Microglia play a significant role in immune defense and tissue repair in the central nervous system (CNS). Microglial activation and the resulting neuroinflammation play a key role in the pathogenesis of neurodegenerative disorders. Recently, inflammation reduction strategies in neurodegenerative diseases have attracted increasing attention. Herein, we discovered and evaluated the anti-neuroinflammatory potential of compounds from the Antarctic fungi strain Aspergillus sp. SF-7402 in lipopolysaccharide (LPS)-stimulated BV2 cells. Four metabolites were isolated from the fungi through chemical investigations, namely, 5-methoxysterigmatocystin (1), sterigmatocystin (2), aversin (3), and 6,8-O-dimethylversicolorin A (4). Their chemical structures were elucidated by extensive spectroscopic analysis and HR-ESI-MS, as well as by comparison with those reported in literature. Anti-neuroinflammatory effects of the isolated metabolites were evaluated by measuring the production of nitric oxide (NO), tumor necrosis factor (TNF)-α, and interleukin (IL)-6 in LPS-activated microglia at non-cytotoxic concentrations. Sterigmatocystins (1 and 2) displayed significant effects on NO production and mild effects on TNF-α and IL-6 expression inhibition. The molecular mechanisms underlying this activity were investigated using Western blot analysis. Sterigmatocystin treatment inhibited NO production via downregulation of inducible nitric oxide synthase (iNOS) expression in LPS-stimulated BV2 cells. Additionally, sterigmatocystins reduced nuclear translocation of NF-κB. These results suggest that sterigmatocystins present in the fungal strain Aspergillus sp. are promising candidates for the treatment of neuroinflammatory diseases.

Keywords: Antarctica; BV2 cells; NF-κB; fungi metabolites; neuroinflammation; sterigmatocystin.

Figure 1

Structure of isolated metabolites (1–4).

Figure 2

The effects of compounds on cell viability (A) and nitrite content (B). BV2 cells were incubated for 24 h with various concentrations of compounds 1–4. Cell viability was determined using the 3-(4,5-dimethylthiazol-2-yl)-2,5-diphenyltetrazolium bromide assay.

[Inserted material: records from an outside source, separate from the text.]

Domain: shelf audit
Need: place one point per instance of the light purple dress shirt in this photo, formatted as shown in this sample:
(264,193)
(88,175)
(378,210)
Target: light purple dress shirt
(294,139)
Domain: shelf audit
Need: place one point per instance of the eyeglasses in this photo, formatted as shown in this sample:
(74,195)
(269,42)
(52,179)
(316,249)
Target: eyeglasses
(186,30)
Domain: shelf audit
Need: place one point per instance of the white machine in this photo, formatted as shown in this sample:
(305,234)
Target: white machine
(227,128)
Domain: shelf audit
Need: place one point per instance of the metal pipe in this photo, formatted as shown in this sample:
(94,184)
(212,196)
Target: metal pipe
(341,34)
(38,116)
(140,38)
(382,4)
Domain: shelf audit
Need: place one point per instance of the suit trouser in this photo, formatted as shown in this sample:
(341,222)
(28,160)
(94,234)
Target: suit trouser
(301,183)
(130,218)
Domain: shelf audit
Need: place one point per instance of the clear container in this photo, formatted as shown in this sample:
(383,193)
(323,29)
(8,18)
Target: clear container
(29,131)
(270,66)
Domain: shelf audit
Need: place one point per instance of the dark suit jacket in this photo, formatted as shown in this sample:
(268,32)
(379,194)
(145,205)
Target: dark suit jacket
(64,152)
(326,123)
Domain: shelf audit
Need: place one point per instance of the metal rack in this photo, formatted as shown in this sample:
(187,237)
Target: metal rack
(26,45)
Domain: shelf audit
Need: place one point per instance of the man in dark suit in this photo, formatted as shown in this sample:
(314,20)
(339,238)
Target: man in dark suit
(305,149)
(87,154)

BV2 cells were pretreated for 3 h with indicated concentrations of compounds and stimulated for 24 h with lipopolysaccharide (LPS) (0.5 μg/mL). Bars represent means ± standard deviation of three independent experiments. *** p < 0.001 compared with LPS-treated group.

Figure 3

Protein expression levels of inducible nitric oxide synthase (iNOS) (A,C) and cyclooxygenase-2 (COX-2) (B,D) in lipopolysaccharide (LPS)-stimulated BV2 cells. Cells were pretreated for 3 h with indicated concentrations of compounds 1 and 2 and stimulated for 24 h with LPS (0.5 μg/mL). Representative blots from three independent experiments are shown. Immunoblots were quantified using ImageJ software. Band intensities were normalized to β-actin. * p < 0.05, ** p < 0.01 compared with LPS-treated group.

Figure 4

Effects of the isolated compounds on TNF-α (A), IL-6 (B), and PGE₂ (C) in LPS-stimulated BV2 cells. Cells were pretreated for 3 h with indicated concentrations of compounds 1–4 and stimulated for 24 h with LPS (0.5 μg/mL). Bars represent means ± standard deviation of three independent experiments. * p < 0.05, ** p < 0.01, *** p < 0.001 compared with LPS-treated group.

Figure 5

Effects of the isolated compounds on the NF-κB (p65) pathway in BV2 cells (A–D). Cells were pretreated with indicated concentrations of compounds 1 and 2 for 3 h and stimulated with lipopolysaccharide (LPS, 1 μg/mL) for 1 h. Representative blots from three independent experiments are shown. Immunoblots were quantified using ImageJ software. p-IκBα intensities were normalized to β-actin. P65 intensities were normalized to PCNA. * p < 0.05, ** p < 0.01, *** p < 0.001 compared with LPS-treated group.